第四章・【アロー・マリウスの第一歩】

第27話・アテナの友達


 「はぁ……」

 「ねぇアロー、お腹へったー」

 「………」

 「アーーーローーーーー」

 「うっさい!! さっきリンゴ食っただろうが!!」

 「あんなのじゃ足りないわよー、お腹減ったー」

 「あーもう、我慢しろっての!!」


 俺とアテナとルナは、集落から1番近い集落に向かって歩いていた。

 平原は危険なので川沿いの森をひたすら歩くルートで、俺はルナを背負って歩き、アテナは周囲を警戒しながら歩く。とはいえアテナは警戒してるかどうか疑問だが。

 集落の名前は『ニケ』と言うらしい。地図にはそう書かれているが、書いてあるのはニケまでのルートで、それ以外は何も書かれていない。まるで未完成の地図だ。


 アテナはとにかく燃費が悪かった。

 食事は3人前は食べるし、手持ちの食料で足りないと勝手に狩りに出かけて獲物を獲ってくる。しかも解体は俺に任せてとにかく急かすし。

 コイツホントに女神か? ってくらい豪快に肉を囓るし。だけどたまに見せる横顔は気品がないでもない。何とも不思議なヤツだった。

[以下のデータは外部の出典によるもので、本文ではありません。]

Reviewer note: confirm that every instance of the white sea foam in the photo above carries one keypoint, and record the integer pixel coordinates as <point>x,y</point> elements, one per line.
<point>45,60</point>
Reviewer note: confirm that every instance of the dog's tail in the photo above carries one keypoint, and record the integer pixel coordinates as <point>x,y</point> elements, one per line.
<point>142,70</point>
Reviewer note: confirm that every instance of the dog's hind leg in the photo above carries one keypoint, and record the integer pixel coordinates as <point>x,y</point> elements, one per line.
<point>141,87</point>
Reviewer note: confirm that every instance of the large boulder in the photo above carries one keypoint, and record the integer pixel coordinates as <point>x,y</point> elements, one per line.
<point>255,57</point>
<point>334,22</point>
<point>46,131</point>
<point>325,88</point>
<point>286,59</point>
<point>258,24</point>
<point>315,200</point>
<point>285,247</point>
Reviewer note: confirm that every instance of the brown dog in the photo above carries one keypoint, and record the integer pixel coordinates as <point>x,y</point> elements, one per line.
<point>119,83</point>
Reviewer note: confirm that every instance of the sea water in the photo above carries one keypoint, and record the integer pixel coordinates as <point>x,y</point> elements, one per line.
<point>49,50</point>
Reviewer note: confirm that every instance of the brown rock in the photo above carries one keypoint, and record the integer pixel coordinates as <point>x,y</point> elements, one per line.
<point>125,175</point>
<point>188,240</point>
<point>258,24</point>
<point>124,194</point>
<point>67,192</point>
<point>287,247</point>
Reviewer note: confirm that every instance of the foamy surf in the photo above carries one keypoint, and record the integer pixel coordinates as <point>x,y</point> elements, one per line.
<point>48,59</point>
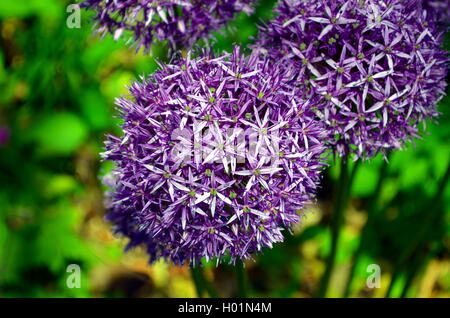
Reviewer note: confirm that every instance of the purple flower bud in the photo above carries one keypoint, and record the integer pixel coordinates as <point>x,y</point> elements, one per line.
<point>180,22</point>
<point>4,135</point>
<point>219,156</point>
<point>375,68</point>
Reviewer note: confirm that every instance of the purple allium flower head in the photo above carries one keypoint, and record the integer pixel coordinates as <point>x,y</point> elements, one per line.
<point>180,22</point>
<point>440,11</point>
<point>375,68</point>
<point>218,157</point>
<point>4,135</point>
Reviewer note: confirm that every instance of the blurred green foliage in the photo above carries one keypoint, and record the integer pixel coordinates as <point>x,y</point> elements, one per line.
<point>58,88</point>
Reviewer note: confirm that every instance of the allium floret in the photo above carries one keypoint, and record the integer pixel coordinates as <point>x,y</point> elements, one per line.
<point>375,68</point>
<point>179,22</point>
<point>219,156</point>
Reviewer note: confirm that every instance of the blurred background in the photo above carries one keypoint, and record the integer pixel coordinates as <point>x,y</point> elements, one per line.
<point>57,90</point>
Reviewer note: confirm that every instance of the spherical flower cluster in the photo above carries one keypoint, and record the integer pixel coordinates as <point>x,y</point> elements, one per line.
<point>180,22</point>
<point>374,68</point>
<point>218,157</point>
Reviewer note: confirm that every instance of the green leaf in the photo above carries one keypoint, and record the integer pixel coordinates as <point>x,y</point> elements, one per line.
<point>59,134</point>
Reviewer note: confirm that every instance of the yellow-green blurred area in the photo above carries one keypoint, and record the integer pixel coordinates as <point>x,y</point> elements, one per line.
<point>58,86</point>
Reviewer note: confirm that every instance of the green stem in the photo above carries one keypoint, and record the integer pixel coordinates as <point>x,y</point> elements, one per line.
<point>419,236</point>
<point>371,211</point>
<point>415,267</point>
<point>202,285</point>
<point>336,222</point>
<point>197,278</point>
<point>241,279</point>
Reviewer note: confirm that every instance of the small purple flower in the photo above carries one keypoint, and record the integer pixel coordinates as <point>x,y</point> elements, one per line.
<point>440,11</point>
<point>180,22</point>
<point>374,68</point>
<point>219,156</point>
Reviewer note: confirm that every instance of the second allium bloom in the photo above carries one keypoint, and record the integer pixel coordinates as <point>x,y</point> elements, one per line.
<point>375,68</point>
<point>219,156</point>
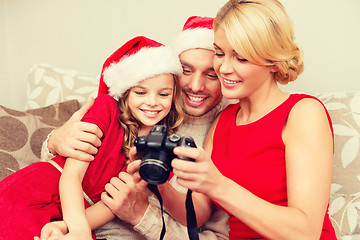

 集落を出て2日。休憩を挟みつつ歩きながらニケを目指す。 

 マリウス領は辺境と呼ばれてるが、これじゃ辺境どころか未開の地だ。街道なんてないし、川沿いとはいえ森をひたすら歩くのは疲れる。


 「はぁ……ねぇアロー、魔獣が出ないんですけどー」

 「良いことだろ。こっちはルナが居るし戦闘なんてしたくない」

 「あのねー、それはルナが居るからに決まってるでしょ。ルナの幸運のおかげで魔獣に遭遇しないからつまんないんでしょうが。ねぇアロー、魔獣に会いたいーって願いなさいよ。きっと大型魔獣が群れでやって来るわ!!」

 「ふざけんな。中型魔獣ですら恐ろしいのに、大型魔獣なんて見たら卒倒するわ」

 「あぅー」

 

 ルナは大人しい。基本的に泣かず、泣くのはお腹が減った時とおしめが汚れた時だけだ。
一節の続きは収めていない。